Codex was trained on billions of lines of public code, uploaded by the 65 million users of GitHub. The aim is for Copilot to learn enough about the patterns in that code that it can see what you are trying to do and write the code for you. It is like mob programming with 65 million of your peers!
GitHub eventually plans to sell access to Copilot to developers as a productivity tool.
How it Works
In practice, you write a human-readable comment describing the logic you want, and you start coding. Copilot will make suggestions to complete the code. Automatically, seamlessly, and fast enough that your workflow will not be interrupted. GitHub Copilot is a code synthesizer, not a search engine: the vast majority of the code that it suggests is uniquely generated and has never been seen before. This is very germane to the legal questions we will explore below.
The GitHub Copilot editor extension sends your comments and code to the GitHub Copilot service, which then uses OpenAI Codex to synthesize and suggest individual lines and whole functions. GitHub Copilot also records whether the suggestions are accepted or rejected. This telemetry is used to improve future versions of the AI system, so that GitHub Copilot can make better suggestions in the future.
You are Contributing Value (whether you like it not)
The models gain insight and accuracy from the public collective intelligence. If you have code that is publicly available you are helping create Copilot, and value for GitHub, and the only way to extract value back out is to use Copilot yourself.
“Fair use” of copyrighted material depends on whether it is “transformed” when it is reused. There are many ways of transforming a work, like using it for parody or criticism or summarizing it.
Training machine learning models on publicly available data is generally considered fair use across the machine learning community. Here is OpenAI's position, as submitted to the USPTO on fair use.
Programmers like to use GitHub to maintain their code repositories. It is already the de-facto home for Open Source projects and many programmers also keep their personal repositories on GitHub (I do).
Copilot was trained on literally billions of lines of code from these GitHub repositories.
Microsoft offers a very extensible Integrated Development Environment (IDE) called Visual Studio Code, or VSCode that many programmers already use. GitHub Copilot is available today only as a Visual Studio Code extension.
For now, we’re focused on delivering the best experience in Visual Studio Code only.
Copilot will create a virtuous circle because drive programmers to use VSCode they will be more productive. The code suggestions they choose from Copilot will further train Copilot so it will make even better suggestions. Programers save their code on GitHub because eventually it will improve Copilot, which further improves their productivity and code quality.
This virtuous circle is a way to solidify GitHub as "the" place to store your code.

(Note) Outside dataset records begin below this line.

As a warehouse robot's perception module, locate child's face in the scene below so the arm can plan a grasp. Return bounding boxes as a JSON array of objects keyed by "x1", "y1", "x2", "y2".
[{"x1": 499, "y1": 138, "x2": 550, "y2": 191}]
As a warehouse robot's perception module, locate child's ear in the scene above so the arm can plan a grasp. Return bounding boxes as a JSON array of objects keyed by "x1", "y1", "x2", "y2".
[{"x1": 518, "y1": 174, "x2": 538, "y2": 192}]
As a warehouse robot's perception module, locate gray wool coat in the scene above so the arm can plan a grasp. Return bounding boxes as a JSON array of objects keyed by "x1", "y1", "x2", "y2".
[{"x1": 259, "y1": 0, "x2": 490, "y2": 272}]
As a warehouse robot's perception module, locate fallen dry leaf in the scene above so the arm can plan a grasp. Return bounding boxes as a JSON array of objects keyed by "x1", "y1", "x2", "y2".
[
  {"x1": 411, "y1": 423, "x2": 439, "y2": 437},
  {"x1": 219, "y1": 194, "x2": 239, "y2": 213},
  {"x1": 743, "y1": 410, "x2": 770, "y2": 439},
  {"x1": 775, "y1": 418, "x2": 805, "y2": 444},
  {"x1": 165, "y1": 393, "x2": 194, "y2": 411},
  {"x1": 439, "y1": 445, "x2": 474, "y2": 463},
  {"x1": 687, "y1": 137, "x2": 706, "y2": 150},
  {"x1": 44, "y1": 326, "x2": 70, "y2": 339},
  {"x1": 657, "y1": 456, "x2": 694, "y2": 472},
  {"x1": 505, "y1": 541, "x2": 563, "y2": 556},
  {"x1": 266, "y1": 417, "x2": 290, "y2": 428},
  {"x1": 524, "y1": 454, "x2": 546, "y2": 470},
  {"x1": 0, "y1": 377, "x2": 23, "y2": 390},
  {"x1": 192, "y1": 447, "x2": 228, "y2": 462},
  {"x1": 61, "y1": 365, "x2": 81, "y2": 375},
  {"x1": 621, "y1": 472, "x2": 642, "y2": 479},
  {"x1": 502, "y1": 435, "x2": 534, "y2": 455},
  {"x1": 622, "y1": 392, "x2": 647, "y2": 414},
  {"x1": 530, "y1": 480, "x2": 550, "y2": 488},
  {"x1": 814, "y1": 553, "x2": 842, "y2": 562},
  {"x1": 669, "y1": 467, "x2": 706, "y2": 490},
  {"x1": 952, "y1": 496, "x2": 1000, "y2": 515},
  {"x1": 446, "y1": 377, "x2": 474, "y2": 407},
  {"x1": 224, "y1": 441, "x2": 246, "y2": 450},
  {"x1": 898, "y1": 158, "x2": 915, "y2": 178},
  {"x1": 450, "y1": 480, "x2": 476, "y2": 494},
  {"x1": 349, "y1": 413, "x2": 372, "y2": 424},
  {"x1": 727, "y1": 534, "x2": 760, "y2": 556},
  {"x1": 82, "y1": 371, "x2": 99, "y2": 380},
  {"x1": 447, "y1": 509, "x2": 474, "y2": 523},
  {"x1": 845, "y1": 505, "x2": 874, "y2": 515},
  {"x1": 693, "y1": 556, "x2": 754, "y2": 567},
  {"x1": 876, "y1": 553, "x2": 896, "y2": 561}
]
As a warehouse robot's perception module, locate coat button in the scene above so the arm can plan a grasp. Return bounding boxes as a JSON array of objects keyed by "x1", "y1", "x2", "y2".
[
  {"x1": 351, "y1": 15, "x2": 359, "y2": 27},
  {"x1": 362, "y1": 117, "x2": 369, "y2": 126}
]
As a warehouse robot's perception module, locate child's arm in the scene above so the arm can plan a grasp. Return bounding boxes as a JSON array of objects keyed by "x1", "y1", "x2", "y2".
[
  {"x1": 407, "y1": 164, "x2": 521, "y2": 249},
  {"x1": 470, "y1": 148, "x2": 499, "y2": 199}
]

Legal Issues Remain Uncharted Territory
There’s a lot of public code in the world with insecure coding patterns, bugs, or other issues. If you program using Copilot and accept one of it's suggestions, and that specific suggestion creates a security vulnerability in your code, who is liable? GitHub's position is that you are 100% responsible for your code and Copilot is just a helpful tool.
In other words it's like spell check, and when you use spell check to correct words in a legal document what if spell check suggests a word that changes the meaning of the document? Who is liable? Copilot takes this one step further - imagine while writing a document and spell check started suggesting whole paragraphs, or pages of content (hint: GPT-3 can do this already)?

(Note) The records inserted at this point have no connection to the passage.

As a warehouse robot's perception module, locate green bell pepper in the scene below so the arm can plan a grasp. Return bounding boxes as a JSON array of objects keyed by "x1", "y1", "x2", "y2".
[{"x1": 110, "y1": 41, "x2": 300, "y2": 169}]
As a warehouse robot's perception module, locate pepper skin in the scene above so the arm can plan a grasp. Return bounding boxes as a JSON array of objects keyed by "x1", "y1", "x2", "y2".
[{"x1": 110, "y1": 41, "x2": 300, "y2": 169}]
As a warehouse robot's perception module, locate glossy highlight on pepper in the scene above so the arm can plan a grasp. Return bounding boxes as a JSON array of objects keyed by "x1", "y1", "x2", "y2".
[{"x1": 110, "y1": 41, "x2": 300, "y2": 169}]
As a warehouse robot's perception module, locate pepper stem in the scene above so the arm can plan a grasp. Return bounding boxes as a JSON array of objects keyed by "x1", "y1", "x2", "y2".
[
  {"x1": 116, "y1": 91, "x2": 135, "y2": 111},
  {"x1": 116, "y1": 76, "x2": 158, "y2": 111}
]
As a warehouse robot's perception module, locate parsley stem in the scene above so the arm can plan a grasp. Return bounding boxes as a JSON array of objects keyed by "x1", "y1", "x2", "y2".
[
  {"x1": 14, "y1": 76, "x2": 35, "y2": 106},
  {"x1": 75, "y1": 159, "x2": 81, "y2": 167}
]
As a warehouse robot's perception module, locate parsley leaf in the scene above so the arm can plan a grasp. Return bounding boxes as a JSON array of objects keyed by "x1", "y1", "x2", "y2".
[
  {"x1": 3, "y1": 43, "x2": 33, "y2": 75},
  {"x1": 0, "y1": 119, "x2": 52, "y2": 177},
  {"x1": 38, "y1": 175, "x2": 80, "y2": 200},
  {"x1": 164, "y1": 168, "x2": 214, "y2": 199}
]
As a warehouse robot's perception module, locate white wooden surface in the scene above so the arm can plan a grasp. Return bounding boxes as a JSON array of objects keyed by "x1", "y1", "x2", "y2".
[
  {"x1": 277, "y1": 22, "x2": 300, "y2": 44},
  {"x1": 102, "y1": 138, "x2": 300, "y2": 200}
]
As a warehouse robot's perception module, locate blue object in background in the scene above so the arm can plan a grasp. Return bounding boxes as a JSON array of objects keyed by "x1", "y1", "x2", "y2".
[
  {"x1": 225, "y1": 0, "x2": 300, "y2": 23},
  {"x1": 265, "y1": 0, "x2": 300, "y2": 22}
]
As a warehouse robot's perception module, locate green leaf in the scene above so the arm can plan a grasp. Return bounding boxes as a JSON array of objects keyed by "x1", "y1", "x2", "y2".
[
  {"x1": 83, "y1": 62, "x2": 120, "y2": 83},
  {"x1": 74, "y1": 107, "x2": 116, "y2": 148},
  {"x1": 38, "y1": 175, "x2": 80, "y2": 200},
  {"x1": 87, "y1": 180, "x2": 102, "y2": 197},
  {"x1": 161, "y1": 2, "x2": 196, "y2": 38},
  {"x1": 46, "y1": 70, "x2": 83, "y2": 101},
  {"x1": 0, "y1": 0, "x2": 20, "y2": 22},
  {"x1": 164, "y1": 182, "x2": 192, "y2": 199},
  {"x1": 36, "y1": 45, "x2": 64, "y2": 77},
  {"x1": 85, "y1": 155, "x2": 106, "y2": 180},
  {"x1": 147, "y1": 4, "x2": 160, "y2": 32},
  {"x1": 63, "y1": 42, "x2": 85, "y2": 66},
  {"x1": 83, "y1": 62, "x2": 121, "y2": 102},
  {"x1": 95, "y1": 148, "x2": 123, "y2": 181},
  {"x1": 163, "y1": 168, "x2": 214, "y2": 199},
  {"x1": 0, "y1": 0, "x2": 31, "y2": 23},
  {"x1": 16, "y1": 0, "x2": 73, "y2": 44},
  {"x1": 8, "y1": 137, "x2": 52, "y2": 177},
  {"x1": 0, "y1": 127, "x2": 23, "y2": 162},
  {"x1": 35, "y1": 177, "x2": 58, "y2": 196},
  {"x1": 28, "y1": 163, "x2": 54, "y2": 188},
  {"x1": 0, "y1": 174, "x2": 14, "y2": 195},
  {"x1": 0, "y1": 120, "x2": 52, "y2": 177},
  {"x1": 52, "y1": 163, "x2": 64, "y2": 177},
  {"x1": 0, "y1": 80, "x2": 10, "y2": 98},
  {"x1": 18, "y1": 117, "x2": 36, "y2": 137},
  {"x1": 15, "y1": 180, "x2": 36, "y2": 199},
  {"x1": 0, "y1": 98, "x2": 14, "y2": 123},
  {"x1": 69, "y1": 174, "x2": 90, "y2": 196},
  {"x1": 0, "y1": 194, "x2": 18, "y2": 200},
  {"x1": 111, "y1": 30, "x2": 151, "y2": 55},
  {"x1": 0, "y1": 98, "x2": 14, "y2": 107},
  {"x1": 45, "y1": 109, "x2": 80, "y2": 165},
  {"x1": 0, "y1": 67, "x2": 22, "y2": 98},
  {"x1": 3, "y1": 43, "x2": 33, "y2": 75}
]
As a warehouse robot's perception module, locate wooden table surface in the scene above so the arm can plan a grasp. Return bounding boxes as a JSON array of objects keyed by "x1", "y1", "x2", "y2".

The other main concern is that even if Copilot synthesizes code, rather than regurgitating it, it could synthesize code that is an exact replica of non-open, protected code. If the Copilot-generated code becomes the reason for infringement, who is accountable? How can anyone prove the code was actually generated by Copilot and not the project owner?

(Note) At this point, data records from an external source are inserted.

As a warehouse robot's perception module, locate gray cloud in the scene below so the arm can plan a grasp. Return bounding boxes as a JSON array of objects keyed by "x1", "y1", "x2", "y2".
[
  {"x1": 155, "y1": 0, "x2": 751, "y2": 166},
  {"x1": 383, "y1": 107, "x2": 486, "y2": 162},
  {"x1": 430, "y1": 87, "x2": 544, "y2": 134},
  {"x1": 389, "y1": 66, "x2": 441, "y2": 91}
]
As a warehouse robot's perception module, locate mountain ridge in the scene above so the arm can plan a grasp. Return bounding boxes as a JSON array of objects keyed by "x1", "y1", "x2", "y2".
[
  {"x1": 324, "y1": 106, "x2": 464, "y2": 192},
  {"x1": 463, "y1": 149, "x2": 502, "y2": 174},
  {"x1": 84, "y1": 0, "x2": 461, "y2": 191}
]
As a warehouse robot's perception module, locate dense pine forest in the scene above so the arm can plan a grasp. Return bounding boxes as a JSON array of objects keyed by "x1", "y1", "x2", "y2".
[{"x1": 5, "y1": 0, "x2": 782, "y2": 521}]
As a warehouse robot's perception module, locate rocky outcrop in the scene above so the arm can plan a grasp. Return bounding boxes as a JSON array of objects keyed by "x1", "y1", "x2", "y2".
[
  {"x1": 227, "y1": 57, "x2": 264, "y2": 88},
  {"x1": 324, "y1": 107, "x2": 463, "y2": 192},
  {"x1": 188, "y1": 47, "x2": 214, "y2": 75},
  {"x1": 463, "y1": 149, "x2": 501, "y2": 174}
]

Today, a human still has to review and accept the code suggestions, which providers of Copilot argue transfers all liability. This will be an area to watch closely.
See Copilot Answer Leetcode Code Interview Questions
Let's watch Copilot in action answering leetcode coding interview questions:
Lower Barriers to Entry for Coders
How disruptive will Copilot be for the Software Engineering Industry? Creating intelligent systems to "co-code" with you will bring enormous change to the developer experience. GitHub Copilot has the potential to lower barriers to entry, enabling more people to explore software development and join the next generation of developers. This opens the door for many people who may not otherwise be able to get a developer position, but it will almost certainly lower wages for entry level programmers who code in common languages.
However, software engineering is not the same thing as writing code. Software engineering is a much more profound task that implies broad knowledge, problem solving skills, and creativity. Copilot could actually drive up demand and increase wages for solution architects, senior lead developers, and others with more experience and specialized skills. As "writing the code" becomes more commoditized, more experienced people will likely be in higher demand to "oversee" the work.